Entertainment

Karl & Sarah's 'Love Actually' Arc Was Realistic

Universal Pictures

There are some Christmas movies out there that I could be considered a certified expert on by now. Like I could definitely give expert testimony on Love Actually at this point. Because there are new questions to be asked every time you see the film — which is a lot at this time of year — let's take a moment to break down one very important question: why didn't Karl just ask Sarah out again in Love Actually? I've always wondered if he was shy or maybe just a lame person, but the older I get, the more I realize that those two were never going to make it as a couple. Honestly, the window for them to try just closed.

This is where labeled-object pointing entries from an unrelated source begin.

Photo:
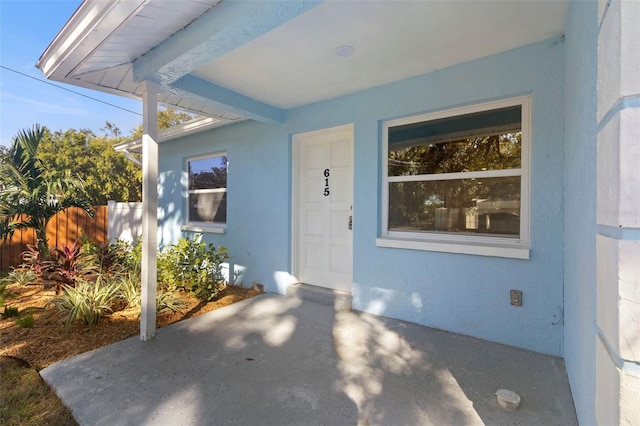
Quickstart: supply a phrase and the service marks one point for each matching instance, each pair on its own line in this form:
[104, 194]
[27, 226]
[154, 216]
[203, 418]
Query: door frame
[295, 192]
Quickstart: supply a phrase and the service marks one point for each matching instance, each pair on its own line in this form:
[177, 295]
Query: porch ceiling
[242, 59]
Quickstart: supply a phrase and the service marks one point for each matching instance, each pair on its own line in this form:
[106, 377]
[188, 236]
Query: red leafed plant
[68, 264]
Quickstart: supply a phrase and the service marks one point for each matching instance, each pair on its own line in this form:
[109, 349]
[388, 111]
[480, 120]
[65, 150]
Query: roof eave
[191, 127]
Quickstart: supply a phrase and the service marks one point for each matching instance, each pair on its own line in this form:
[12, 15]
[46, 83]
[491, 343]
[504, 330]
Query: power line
[69, 90]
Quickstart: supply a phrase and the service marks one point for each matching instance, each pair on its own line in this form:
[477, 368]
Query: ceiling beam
[220, 97]
[229, 25]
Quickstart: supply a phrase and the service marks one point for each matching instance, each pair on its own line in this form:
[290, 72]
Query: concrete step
[340, 300]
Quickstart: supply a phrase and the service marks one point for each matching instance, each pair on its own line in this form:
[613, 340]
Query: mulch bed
[47, 342]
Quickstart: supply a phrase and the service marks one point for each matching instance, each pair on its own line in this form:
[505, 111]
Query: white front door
[323, 207]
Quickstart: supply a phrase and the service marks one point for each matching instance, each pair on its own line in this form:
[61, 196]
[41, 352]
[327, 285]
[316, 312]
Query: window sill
[210, 229]
[496, 250]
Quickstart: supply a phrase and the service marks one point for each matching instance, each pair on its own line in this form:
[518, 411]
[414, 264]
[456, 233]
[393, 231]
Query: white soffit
[296, 63]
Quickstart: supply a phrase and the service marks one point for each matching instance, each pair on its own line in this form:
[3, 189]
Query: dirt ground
[47, 342]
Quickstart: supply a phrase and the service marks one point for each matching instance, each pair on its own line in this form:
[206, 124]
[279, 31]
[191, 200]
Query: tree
[107, 174]
[30, 193]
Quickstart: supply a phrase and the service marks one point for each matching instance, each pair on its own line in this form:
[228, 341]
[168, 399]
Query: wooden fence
[65, 228]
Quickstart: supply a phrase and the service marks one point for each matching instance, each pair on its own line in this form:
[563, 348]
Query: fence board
[65, 228]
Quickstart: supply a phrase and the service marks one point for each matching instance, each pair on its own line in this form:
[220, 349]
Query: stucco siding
[461, 293]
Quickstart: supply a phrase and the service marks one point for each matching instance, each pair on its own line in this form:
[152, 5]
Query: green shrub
[26, 321]
[10, 311]
[130, 290]
[194, 266]
[87, 301]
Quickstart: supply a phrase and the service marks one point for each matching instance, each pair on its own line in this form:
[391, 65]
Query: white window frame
[200, 226]
[462, 243]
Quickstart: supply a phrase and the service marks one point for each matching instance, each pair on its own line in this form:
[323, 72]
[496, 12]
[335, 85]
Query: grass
[26, 399]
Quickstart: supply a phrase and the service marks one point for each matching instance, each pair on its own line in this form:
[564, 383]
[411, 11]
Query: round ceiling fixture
[345, 51]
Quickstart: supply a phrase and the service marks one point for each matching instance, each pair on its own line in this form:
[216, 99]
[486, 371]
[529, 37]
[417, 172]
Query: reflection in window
[207, 193]
[456, 174]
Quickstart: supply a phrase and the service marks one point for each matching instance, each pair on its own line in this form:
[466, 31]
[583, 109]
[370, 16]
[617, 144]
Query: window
[456, 178]
[207, 193]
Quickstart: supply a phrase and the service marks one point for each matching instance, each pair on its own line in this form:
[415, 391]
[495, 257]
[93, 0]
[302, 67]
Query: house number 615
[326, 182]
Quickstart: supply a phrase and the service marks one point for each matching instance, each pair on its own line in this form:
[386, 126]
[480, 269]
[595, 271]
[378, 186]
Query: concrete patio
[277, 360]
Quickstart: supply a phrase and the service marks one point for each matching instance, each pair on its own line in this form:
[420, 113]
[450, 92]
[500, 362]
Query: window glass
[207, 194]
[456, 174]
[489, 206]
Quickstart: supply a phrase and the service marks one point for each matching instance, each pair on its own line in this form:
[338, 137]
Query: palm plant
[30, 195]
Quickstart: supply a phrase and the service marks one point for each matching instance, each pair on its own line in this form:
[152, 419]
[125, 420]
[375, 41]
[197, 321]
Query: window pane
[489, 140]
[488, 206]
[208, 173]
[208, 207]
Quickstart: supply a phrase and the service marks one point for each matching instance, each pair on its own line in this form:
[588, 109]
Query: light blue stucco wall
[580, 205]
[461, 293]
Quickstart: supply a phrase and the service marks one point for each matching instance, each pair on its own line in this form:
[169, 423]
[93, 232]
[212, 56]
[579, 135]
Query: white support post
[149, 209]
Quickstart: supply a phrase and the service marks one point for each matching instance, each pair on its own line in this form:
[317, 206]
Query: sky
[26, 29]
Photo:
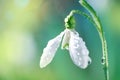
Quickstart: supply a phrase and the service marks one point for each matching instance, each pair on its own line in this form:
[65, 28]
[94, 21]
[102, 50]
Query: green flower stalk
[102, 37]
[72, 42]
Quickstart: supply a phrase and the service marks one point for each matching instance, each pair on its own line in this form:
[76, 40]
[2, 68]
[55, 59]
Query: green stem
[102, 37]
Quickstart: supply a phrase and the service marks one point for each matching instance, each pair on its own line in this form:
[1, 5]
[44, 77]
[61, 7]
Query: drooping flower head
[72, 42]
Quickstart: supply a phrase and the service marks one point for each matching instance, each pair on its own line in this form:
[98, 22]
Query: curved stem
[102, 37]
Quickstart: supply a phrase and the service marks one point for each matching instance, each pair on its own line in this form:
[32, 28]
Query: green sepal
[70, 22]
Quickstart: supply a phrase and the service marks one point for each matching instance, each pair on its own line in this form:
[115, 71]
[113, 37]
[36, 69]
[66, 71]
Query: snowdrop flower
[71, 42]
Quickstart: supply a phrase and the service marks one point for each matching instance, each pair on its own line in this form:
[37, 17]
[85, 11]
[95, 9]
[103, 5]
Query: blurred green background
[27, 25]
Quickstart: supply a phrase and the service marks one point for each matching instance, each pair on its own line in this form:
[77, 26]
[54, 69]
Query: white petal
[65, 42]
[78, 50]
[49, 51]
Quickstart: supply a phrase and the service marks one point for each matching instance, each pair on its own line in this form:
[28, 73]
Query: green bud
[70, 22]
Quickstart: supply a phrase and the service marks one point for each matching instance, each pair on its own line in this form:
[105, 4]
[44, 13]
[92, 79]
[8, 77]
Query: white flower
[71, 42]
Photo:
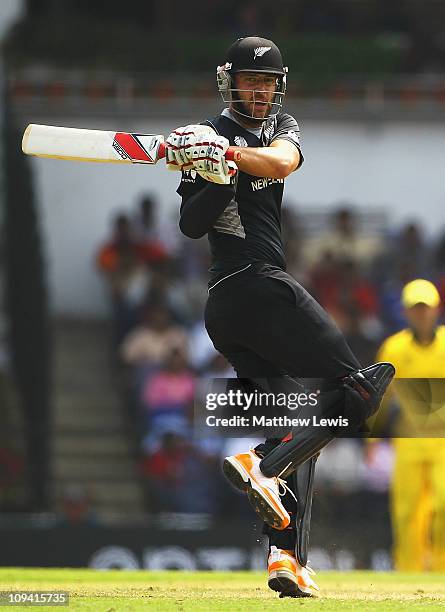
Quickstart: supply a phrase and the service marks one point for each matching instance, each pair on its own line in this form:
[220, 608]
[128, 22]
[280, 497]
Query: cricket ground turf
[122, 591]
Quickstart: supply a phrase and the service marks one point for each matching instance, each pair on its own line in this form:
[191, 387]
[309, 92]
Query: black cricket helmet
[252, 54]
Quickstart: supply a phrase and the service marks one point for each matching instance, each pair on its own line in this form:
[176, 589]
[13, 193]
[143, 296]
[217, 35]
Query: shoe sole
[280, 581]
[240, 478]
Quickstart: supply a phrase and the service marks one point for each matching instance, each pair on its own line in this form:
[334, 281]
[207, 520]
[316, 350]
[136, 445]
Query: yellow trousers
[418, 504]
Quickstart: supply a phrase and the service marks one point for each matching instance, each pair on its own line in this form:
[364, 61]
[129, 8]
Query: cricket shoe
[243, 471]
[288, 577]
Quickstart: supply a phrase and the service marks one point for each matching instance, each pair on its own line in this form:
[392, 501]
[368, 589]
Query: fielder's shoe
[244, 473]
[288, 577]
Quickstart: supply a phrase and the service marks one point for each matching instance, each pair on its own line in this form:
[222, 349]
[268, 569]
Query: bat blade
[92, 145]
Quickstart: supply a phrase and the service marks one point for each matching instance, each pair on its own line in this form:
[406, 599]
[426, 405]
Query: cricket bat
[97, 145]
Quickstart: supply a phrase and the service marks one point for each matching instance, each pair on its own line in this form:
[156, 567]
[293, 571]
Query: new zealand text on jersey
[262, 183]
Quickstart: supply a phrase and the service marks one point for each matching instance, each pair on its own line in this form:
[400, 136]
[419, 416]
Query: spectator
[122, 262]
[152, 341]
[167, 399]
[147, 233]
[344, 241]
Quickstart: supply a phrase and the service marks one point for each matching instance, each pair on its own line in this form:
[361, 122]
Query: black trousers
[267, 326]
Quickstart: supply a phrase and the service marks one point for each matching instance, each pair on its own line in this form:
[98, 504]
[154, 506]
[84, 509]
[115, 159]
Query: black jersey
[249, 229]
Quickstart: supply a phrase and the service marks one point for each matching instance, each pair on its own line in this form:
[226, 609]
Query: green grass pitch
[122, 591]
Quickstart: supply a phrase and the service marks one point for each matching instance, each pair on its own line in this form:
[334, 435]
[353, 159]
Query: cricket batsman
[264, 322]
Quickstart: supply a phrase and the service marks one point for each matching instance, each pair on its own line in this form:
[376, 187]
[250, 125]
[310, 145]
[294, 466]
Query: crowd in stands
[157, 287]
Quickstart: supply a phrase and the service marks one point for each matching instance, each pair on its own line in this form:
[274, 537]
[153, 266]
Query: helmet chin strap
[256, 122]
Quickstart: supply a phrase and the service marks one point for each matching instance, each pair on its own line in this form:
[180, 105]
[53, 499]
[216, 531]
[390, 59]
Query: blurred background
[102, 343]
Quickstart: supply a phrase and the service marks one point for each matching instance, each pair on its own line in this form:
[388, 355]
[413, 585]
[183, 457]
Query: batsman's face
[256, 91]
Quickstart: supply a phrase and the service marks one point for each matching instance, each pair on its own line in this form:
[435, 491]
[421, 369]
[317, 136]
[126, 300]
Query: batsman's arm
[278, 160]
[200, 211]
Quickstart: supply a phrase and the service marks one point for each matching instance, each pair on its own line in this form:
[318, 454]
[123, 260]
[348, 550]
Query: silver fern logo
[260, 51]
[240, 141]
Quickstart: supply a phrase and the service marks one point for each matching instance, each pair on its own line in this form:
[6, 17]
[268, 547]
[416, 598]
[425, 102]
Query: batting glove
[180, 143]
[209, 162]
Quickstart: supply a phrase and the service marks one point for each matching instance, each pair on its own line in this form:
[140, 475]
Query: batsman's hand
[180, 142]
[209, 161]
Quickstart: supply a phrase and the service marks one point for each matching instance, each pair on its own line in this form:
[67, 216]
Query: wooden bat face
[92, 145]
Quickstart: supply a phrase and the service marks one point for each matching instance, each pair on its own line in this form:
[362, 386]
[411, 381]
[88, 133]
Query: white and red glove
[180, 141]
[198, 147]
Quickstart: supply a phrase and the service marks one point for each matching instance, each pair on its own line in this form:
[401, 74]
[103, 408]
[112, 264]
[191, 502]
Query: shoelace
[283, 484]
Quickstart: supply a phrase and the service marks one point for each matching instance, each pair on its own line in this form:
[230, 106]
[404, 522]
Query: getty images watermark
[227, 410]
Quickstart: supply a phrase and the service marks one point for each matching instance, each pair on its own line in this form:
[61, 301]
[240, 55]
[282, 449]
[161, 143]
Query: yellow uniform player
[418, 487]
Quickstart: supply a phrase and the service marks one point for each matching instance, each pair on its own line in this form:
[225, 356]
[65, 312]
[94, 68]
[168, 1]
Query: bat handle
[232, 154]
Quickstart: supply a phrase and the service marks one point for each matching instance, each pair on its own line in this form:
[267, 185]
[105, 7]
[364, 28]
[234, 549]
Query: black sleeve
[200, 208]
[287, 129]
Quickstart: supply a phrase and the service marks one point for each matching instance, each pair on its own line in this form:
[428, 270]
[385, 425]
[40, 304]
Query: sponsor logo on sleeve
[260, 51]
[294, 136]
[189, 176]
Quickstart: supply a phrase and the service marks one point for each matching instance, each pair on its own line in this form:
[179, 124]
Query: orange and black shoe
[288, 577]
[243, 471]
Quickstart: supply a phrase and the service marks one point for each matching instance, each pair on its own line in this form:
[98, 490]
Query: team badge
[240, 141]
[260, 51]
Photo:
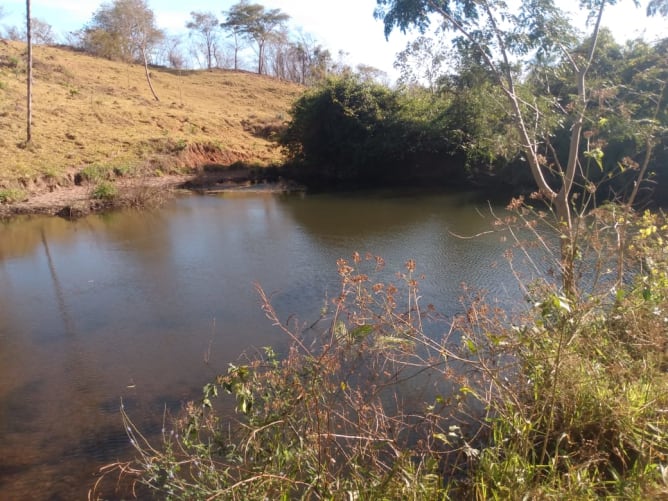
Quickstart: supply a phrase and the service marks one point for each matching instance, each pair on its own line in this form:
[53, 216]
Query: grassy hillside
[91, 113]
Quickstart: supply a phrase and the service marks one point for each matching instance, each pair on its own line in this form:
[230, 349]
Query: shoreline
[76, 201]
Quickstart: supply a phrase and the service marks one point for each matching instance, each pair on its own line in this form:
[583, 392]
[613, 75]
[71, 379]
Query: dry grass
[94, 112]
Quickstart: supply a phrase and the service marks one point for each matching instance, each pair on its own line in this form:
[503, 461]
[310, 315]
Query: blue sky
[346, 25]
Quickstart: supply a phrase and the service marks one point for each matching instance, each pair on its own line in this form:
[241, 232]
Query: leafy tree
[335, 130]
[422, 62]
[42, 32]
[205, 25]
[125, 30]
[352, 130]
[659, 7]
[257, 24]
[508, 41]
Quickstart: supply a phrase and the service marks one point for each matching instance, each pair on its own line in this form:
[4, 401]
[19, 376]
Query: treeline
[247, 36]
[452, 126]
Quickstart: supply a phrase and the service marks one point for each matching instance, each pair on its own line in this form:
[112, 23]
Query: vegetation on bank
[94, 118]
[562, 397]
[350, 130]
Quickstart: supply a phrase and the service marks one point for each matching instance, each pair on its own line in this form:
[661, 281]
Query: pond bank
[78, 200]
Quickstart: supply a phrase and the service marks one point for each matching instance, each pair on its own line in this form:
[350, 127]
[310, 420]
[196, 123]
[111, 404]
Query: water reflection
[148, 306]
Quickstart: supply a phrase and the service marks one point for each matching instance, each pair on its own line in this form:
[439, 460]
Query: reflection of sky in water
[128, 304]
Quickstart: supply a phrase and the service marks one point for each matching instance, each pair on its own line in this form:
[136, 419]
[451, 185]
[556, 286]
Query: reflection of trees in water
[68, 323]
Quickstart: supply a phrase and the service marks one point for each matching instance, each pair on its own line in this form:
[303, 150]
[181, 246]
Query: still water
[146, 307]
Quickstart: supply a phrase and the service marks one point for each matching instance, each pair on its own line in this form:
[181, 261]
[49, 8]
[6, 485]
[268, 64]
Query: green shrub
[11, 195]
[104, 190]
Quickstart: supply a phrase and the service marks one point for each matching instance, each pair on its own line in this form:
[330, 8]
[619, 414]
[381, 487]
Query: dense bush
[349, 131]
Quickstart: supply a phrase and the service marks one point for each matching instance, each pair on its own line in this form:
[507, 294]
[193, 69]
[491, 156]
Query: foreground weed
[387, 400]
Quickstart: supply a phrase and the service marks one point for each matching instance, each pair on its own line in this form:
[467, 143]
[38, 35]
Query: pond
[147, 307]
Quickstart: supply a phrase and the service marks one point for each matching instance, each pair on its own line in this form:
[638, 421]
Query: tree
[125, 30]
[257, 24]
[508, 42]
[29, 76]
[422, 62]
[42, 32]
[205, 25]
[659, 7]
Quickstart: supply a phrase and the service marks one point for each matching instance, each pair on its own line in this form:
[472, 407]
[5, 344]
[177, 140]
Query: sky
[344, 25]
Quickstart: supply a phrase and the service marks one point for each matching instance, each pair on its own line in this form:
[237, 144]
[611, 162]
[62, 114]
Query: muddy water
[146, 307]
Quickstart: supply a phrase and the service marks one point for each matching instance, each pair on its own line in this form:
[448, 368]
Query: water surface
[148, 306]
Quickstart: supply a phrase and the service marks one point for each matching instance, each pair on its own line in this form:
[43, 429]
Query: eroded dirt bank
[78, 200]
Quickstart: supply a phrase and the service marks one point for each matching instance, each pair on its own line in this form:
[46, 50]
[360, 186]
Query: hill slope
[91, 113]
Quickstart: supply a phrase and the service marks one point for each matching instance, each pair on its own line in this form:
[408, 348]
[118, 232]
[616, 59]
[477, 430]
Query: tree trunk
[148, 75]
[29, 74]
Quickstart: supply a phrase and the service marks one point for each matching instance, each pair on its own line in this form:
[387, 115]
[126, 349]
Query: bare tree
[255, 23]
[205, 26]
[29, 77]
[126, 30]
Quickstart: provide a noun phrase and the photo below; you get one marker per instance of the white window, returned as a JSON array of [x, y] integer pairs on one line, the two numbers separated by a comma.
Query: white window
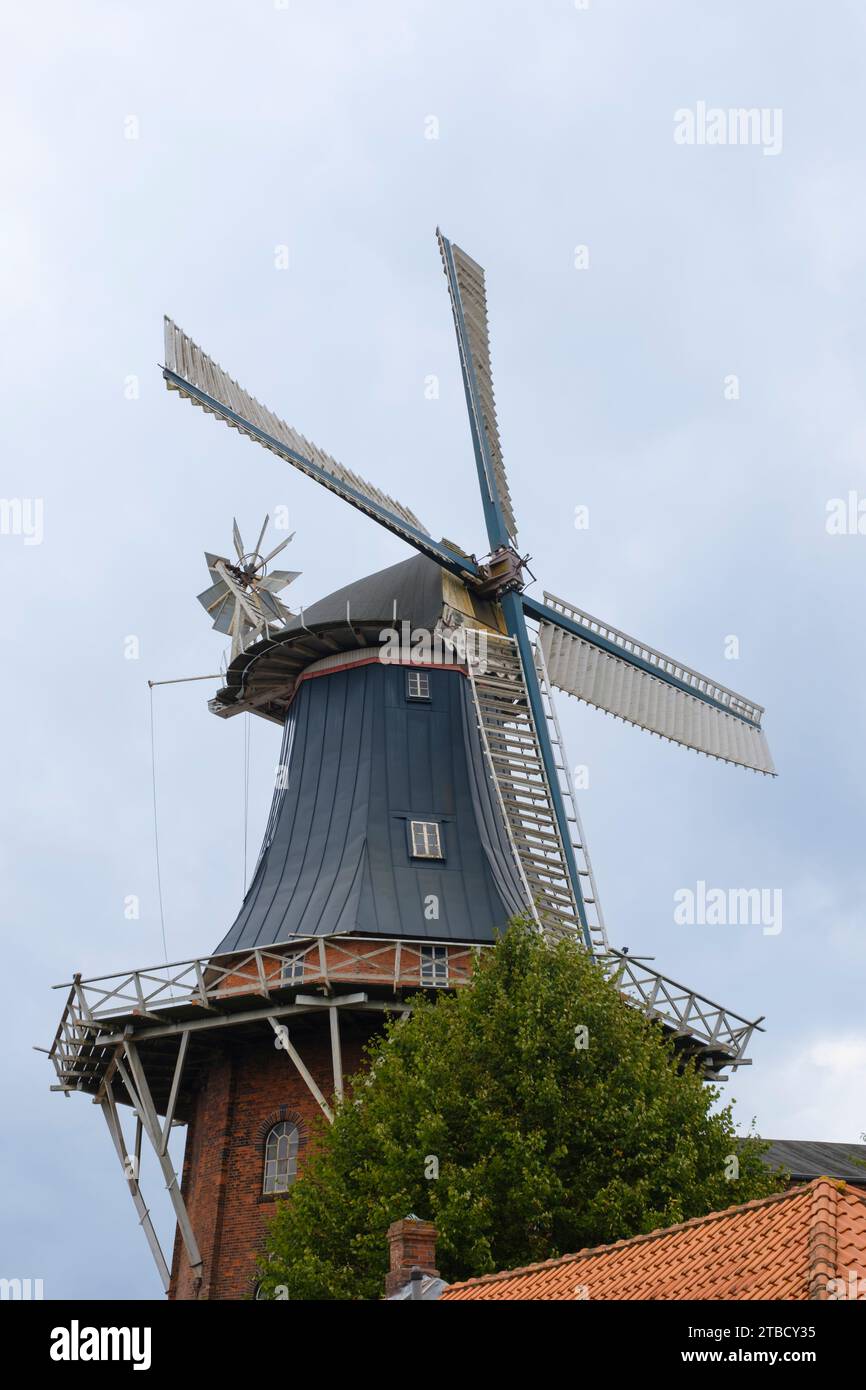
[[292, 969], [426, 840], [281, 1158], [434, 965], [417, 685]]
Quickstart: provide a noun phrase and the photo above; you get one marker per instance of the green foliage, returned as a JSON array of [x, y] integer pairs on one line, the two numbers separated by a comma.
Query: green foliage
[[542, 1148]]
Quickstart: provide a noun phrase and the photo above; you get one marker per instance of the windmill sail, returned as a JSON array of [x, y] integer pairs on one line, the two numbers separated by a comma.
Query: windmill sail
[[198, 377], [469, 305], [624, 677]]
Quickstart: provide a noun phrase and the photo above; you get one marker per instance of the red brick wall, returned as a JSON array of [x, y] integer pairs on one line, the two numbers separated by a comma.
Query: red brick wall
[[248, 1087]]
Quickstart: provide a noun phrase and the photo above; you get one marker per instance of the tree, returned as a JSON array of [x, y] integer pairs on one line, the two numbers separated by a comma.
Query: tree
[[542, 1146]]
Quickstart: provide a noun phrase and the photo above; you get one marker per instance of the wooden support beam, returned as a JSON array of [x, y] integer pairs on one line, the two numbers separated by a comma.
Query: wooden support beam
[[285, 1044]]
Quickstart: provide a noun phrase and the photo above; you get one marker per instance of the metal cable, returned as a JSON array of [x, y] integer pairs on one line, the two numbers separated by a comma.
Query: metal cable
[[156, 831]]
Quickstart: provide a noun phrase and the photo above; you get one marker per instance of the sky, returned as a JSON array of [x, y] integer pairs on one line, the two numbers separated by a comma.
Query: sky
[[677, 348]]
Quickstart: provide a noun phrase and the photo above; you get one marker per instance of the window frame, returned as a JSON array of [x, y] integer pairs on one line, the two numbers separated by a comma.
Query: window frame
[[423, 692], [434, 965], [291, 1132], [424, 852]]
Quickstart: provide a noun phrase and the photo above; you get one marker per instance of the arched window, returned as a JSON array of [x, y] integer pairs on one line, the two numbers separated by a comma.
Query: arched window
[[281, 1157]]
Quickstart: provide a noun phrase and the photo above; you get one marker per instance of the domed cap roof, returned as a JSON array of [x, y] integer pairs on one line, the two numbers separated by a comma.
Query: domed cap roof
[[416, 591]]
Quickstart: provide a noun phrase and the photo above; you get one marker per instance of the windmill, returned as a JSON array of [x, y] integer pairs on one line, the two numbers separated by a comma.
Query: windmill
[[242, 598], [421, 801], [565, 647]]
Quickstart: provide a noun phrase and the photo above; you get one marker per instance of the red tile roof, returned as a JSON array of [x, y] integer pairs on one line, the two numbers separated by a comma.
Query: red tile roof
[[787, 1246]]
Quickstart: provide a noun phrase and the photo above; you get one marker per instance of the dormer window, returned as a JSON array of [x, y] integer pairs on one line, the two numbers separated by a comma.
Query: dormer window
[[426, 838], [417, 684], [434, 965]]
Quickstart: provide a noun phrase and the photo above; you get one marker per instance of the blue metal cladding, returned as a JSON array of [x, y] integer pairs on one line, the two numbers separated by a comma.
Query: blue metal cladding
[[363, 759]]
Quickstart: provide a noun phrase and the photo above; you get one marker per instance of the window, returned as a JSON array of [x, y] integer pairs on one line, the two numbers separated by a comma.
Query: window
[[417, 685], [426, 840], [281, 1158], [434, 965], [292, 969]]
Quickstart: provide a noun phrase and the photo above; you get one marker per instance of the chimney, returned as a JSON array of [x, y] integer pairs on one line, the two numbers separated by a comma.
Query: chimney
[[412, 1244]]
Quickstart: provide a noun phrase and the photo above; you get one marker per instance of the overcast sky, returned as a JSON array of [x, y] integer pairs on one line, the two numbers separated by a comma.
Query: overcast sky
[[307, 127]]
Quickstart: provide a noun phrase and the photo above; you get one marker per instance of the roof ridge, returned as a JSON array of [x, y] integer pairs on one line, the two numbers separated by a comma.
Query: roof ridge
[[822, 1237], [590, 1251]]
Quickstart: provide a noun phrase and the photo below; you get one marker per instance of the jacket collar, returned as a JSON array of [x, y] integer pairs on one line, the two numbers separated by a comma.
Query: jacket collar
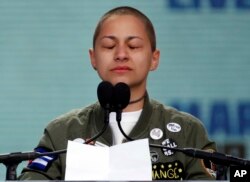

You know the romance I'm talking about. Laura Linney's character Sarah has been in love with her co-worker Karl, played by the devastatingly handsome Rodrigo Santoro, since basically the moment she laid eyes on him. She keeps quiet about it for years — specifically "two years, seven months, three days and, I suppose, an hour and thirty minutes" — until finally someone gives Karl the good word, and he appears to reciprocate. They dance, they kiss, they go home together, sex is imminent, and then...

Sarah gets a phone call about her institutionalized brother, things stall out, and the pair spends the rest of the movie gazing at each other hopelessly without doing anything about it.

So what's the deal with that? Why doesn't one or the other of them just make a second move? You get one ill-timed phone call interrupting your first breathless sexual experience and all of a sudden it's your last breathless sexual experience? What's that about? Whom can I blame for the sexual frustration that this movie gave me as a teen when all I wanted to do was smooch on Karl?

Well, I think it's a little bit on both of them, because, as far as I can tell, the moment was lost and the energy between them just fizzled. I'm sure you've had the experience of an unrequited crush; I know I have. It's super fun and it makes you feel really good and excited. But, ultimately, it's all inside your own head, because the other person either doesn't know about your feelings or doesn't return them.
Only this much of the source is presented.